I was bored out of mind because I connected to the main character’s attitude and perception to his surroundings.

It’s a great achievement for a storyteller to have the audience connect with the protagonist, or any character, on a one-to-one basis and feel and/or think the same way. Boredom is a sharp limit of empathy as a tool in entertainment because it’s not entertaining.

For a good example of the power of sympathy over empathy, I’ll turn to The Simpsons episode: Bart the Murderer. When Bart misplaces his field trip permission slip to go to the chocolate factory, he’s sent to Principal Skinner’s office and assured he can have just as much fun as the rest of his class by licking envelopes for the P.T.A. Of course this isn’t the case as his tongue sandpapers on the envelopes, his speech becomes inaudible from lack of saliva, and the clock slowly ticks forwards and forwards and then backwards. All the while we’re treated to cutaways of his classmates enjoying the chocolate factory like the proverbial kids in a candy store they are.

Bart’s boredom and sadness is communicated perfectly, but it’s through the filter of comedy—juxtaposition and sight-gags to name a couple methods. If the audience was bored in the same manner Bart experienced, then they’d stop watching.

There are several varying ways in which a disconnect between the character and the audience can be used for effective communication. Not to slag on Ellis entirely in this piece, American Psycho does a great job of exposing Patrick Bateman for the deranged, petty, yuppie, selfish beast he is through this disconnect. As he elaborates on his love of milk-toast music and TV for the fifth or sixth chapter, we begin to hate him for the repetition. As he goes paranoid in a Jewish restaurant and starts cursing out the waitress, we laugh at his uncouth behavior after he’s expounded on proper manners and class for chapter after chapter. As he relishes in killing people and animals, we are horrified and think him a monster.

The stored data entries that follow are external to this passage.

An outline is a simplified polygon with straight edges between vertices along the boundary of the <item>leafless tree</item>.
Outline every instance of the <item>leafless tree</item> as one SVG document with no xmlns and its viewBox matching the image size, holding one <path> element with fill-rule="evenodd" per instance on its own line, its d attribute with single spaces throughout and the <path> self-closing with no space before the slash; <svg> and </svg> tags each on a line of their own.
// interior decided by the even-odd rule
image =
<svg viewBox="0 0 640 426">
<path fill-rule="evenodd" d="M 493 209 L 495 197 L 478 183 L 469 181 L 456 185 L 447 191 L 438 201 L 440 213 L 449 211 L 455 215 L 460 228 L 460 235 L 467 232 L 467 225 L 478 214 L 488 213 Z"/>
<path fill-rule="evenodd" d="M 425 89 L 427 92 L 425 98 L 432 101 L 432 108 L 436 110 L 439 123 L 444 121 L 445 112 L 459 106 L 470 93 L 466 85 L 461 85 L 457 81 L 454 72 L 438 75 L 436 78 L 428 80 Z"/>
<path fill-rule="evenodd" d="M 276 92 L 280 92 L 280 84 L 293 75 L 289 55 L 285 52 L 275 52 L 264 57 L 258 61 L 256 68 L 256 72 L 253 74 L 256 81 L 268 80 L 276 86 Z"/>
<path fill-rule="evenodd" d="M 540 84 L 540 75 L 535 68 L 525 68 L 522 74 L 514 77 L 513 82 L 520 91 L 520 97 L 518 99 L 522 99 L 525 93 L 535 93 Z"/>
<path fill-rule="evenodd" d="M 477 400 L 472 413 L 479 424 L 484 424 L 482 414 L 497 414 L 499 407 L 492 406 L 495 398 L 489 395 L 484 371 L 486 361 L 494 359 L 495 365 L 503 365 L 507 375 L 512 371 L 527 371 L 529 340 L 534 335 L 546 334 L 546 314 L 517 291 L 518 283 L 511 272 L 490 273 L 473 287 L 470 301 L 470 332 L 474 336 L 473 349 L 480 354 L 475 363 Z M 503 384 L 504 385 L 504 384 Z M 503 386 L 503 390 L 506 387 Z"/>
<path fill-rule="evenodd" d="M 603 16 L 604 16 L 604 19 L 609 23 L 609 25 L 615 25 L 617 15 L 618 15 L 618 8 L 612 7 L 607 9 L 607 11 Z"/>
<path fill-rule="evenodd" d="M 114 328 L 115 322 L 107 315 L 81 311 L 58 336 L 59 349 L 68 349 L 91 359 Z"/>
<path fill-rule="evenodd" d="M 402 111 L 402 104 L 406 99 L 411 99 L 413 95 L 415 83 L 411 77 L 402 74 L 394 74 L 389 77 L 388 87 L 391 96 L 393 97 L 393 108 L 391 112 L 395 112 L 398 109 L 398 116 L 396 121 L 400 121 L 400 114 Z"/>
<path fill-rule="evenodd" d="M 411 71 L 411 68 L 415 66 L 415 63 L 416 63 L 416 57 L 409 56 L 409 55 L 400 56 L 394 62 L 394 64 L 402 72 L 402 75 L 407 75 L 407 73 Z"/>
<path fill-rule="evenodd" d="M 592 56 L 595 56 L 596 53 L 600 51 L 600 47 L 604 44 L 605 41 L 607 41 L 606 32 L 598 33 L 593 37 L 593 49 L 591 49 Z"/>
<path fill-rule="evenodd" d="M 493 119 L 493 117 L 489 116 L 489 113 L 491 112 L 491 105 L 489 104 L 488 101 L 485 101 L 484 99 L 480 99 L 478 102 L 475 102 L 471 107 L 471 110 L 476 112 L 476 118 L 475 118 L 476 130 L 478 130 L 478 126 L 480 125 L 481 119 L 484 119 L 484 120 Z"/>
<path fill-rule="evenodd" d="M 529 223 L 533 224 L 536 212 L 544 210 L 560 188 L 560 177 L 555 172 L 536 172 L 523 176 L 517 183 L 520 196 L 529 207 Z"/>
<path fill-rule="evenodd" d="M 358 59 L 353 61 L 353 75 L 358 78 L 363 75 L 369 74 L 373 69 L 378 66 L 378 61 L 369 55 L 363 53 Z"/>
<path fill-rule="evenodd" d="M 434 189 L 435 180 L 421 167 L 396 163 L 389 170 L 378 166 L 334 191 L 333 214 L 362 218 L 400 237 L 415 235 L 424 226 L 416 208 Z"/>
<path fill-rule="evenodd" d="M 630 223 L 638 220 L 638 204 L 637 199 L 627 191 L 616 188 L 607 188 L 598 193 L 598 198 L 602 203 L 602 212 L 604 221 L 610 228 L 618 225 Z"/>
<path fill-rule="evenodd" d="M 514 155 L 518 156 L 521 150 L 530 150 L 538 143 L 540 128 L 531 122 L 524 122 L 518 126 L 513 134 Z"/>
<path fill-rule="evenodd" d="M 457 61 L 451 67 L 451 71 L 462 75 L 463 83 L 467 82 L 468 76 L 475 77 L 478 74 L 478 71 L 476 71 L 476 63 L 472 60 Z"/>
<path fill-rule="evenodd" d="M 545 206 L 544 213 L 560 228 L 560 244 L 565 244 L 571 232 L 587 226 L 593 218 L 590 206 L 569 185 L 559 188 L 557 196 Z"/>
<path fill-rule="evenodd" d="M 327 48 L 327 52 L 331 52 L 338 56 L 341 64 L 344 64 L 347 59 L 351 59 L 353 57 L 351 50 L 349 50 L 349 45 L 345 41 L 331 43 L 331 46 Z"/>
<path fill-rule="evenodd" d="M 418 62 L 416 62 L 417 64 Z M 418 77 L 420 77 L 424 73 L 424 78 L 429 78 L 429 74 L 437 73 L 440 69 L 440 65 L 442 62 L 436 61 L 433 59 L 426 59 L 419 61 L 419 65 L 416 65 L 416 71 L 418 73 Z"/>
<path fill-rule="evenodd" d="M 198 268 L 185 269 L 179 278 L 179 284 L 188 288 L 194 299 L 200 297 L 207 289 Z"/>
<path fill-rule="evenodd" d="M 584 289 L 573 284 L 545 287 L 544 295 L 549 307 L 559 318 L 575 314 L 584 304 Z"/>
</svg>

Ellis does correct his empathy problem in the last fifth or so of Less Than Zero but it’s too late. Throughout the story the main character (I’ve completely forgotten his name and don’t care to look it up) does a marathon spree of drugs and drinking which doesn’t affect him one iota physically or psychologically. This is about as boring as a story can get. Cocaine, booze, weed, etc.—nothing impacts the protagonist, which would be a good tool to elaborate on his frustration with the world if explored in a Baldr type way.

Compare this to The Outsiders, which I’m reading right now, where the simple cigarette calms Ponyboy’s nerves after being jumped by a rival gang. Compare this to Fear and Loathing in Las Vegas where Raoul Duke and Dr. Gonzo attend the National District Attorneys’ Conference on Narcotics and Dangerous Drugs with heads full of mescaline.

Ellis managed to make something as serious and versatile as drug-use an underwhelming part of the protagonist’s day as well as an underwhelming part of my reading experience because the protagonist has an inhuman indifference to the substances and that doesn’t breath excitement in any direction.

I may not like what the Joker does to get across his philosophy to Batman and Gotham City but I, at least, understand him and why he commits his horrible acts. I don’t root for him, I’m not thrilled to be put in a terrorist’s shoes nor do I laugh manically once in them, but, from a distance, I can draw the lines between his desires and his ghastly jokes.